The whole trick lied in the surprise element.

Not many — either in the government, the banking industry or among the general public — would have imagined that Modi will come out with such a drastic step to fight black money and fake currency, risking the discontent among the general public. People flocked to ATMs minutes after the announcement and there was chaos among small-scale traders.

Rs 500 Rs 1000 note ban How PM Narendra Modi stole RBIs thunder

File photo of Narendra Modi.

Modi sensed the bigger opportunity in taking personal responsibility of the move, despite the short-term pain, since the move will surely be seen as a landmark reform ever undertaken in independent India to unearth black money from the financial system.

This is particularly so given the fact that recovering black money has been one of the major poll promises of the Modi in the run up to the 2014 general elections — something still remain as a major challenge. Modi’s previous attempts to recover black money through two separate amnesty-like windows, one in 2015 and the other concluded in last September — cannot be termed as a big success since the amount of money recovered from these operations were either too small, or way below expectations.

The government managed declarations worth Rs 4,147 crore from foreign black money holders in the first round and in the second, Rs 65,250 crore. This time, the massive currency crackdown doesn’t leave any room for criticism, excluding the part of discomfort and panic the unexpected move caused to the aam aadmi.

This also shows how the Modi-government has gradually tempered the power and attention the central bank enjoyed in the Raghuram Rajan-era. The powers of the RBI has significantly been cut down by the government when the monetary policy committee was formed. The currency crackdown is another example.

Had Rajan been in the central bank still, probably the currency crackdown announcement would have happened from the Mint Road?
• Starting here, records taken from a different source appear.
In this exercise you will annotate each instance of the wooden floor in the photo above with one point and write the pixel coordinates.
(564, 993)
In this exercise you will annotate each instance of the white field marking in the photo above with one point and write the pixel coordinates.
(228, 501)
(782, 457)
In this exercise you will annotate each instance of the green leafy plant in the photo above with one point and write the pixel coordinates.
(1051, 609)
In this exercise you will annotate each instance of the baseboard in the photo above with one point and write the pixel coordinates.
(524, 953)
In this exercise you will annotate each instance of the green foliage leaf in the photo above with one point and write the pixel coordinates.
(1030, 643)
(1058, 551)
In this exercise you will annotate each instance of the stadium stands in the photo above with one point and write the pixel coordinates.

Possibly yes. Patel anyway didn’t have the star power Rajan enjoyed or the mood to claim from the Modi-government the due right to announce what is theoretically an issue falls in the central bank’s domain.

For Modi, claiming the full credit for the currency crackdown was a political necessity especially in the wake of crucial elections lined up next year in Uttar Pradesh and Punjab. He can now attend the political rallies with full confidence and give a fitting response to his political opponents on the black money issue. And the PM staged the entire episode in style. RBI remained on the sidelines throughout.